Design and Optimization of a Gamma Ray Imager for Runaway Electron Studies in the Compact Toroidal Hybrid Experiment

The Compact Toroidal Hybrid (CTH) experiment at Auburn University is a current-carrying stellarator capable of generating up to 10 kA of runaway electron current. A previous study characterized the runaway beam via its relativistic bremsstrahlung emissions using a system of scintillators, observing gamma ray energies in the range of 500 KeV to 10 MeV. It was determined that increases in the magnetic field strength and rotational transform would decrease the runaway energy by a factor of 4 and alter the spatial emission distribution.

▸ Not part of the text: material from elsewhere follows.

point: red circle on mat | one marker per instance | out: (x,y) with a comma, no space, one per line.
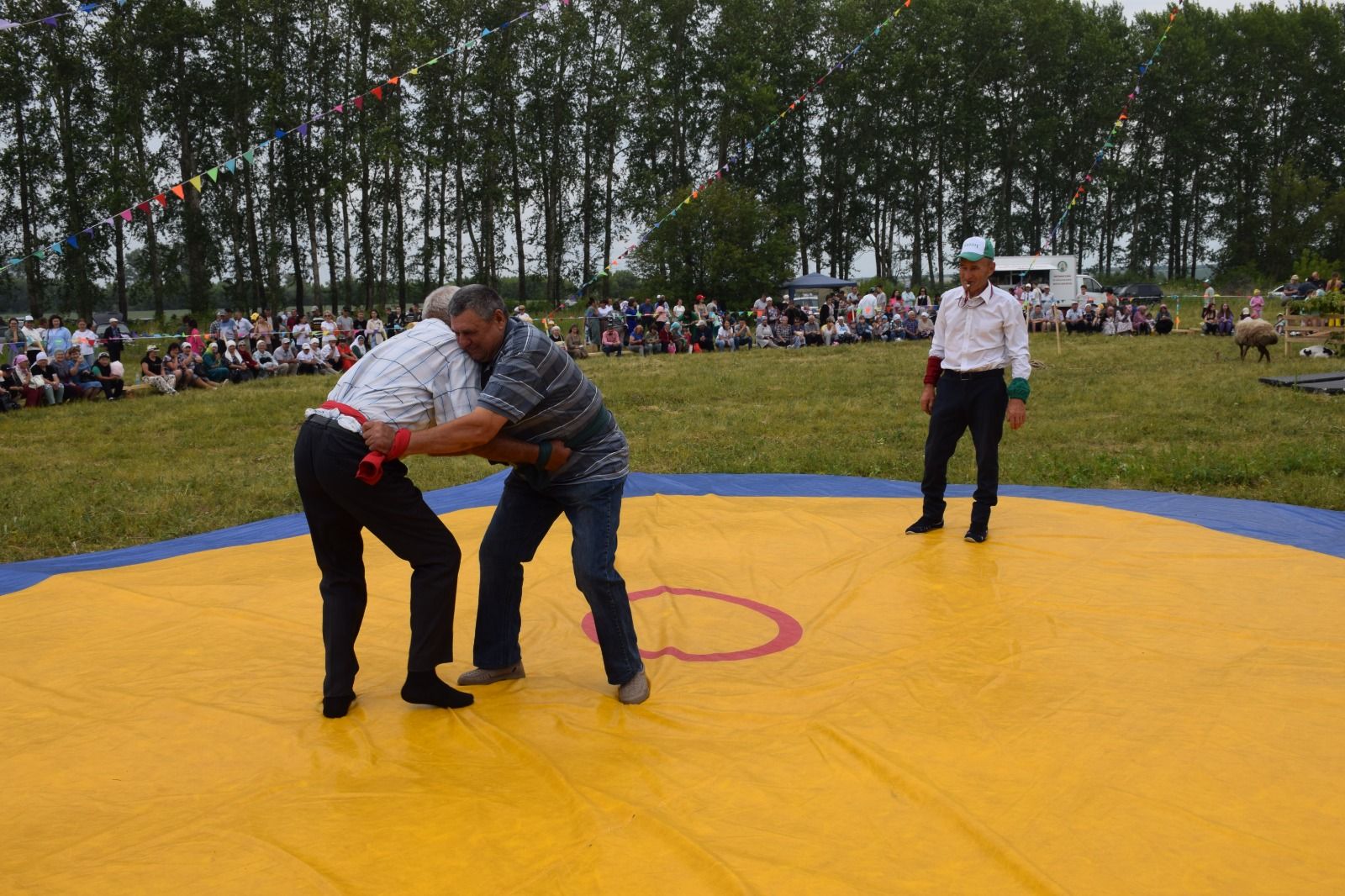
(789,631)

To overcome limitations of the scintillator system, a Gamma Ray Imager (GRI) has been designed for use on CTH. The GRI is a lead pinhole camera consisting of scintillators in tightly collimated channels that provide 2D imaging of bremsstrahlung emissions on a poloidal plane of CTH. These images can reveal valuable insights into the runaway electron momentum distribution due to the strong anisotropy of the radiation.

Ray tracing routines have been used to optimize the GRI design by creating a synthetic model of the diagnostic and varying key design parameters. It has been determined that a desirable resolution can be achieved using a 20 cm focal length, with an 8 mm pinhole and 6 mm diameter collimator channel.

In addition, simulations of runaway electron transport within non-axisymmetric CTH magnetic fields have been performed using the Kinetic Orbital Runaway Electron Code (KORC), a fully kinetic particle tracer code. Combined with the synthetic GRI diagnostic, runaway populations and associated gamma ray images have been simulated for a range of CTH magnetic configurations.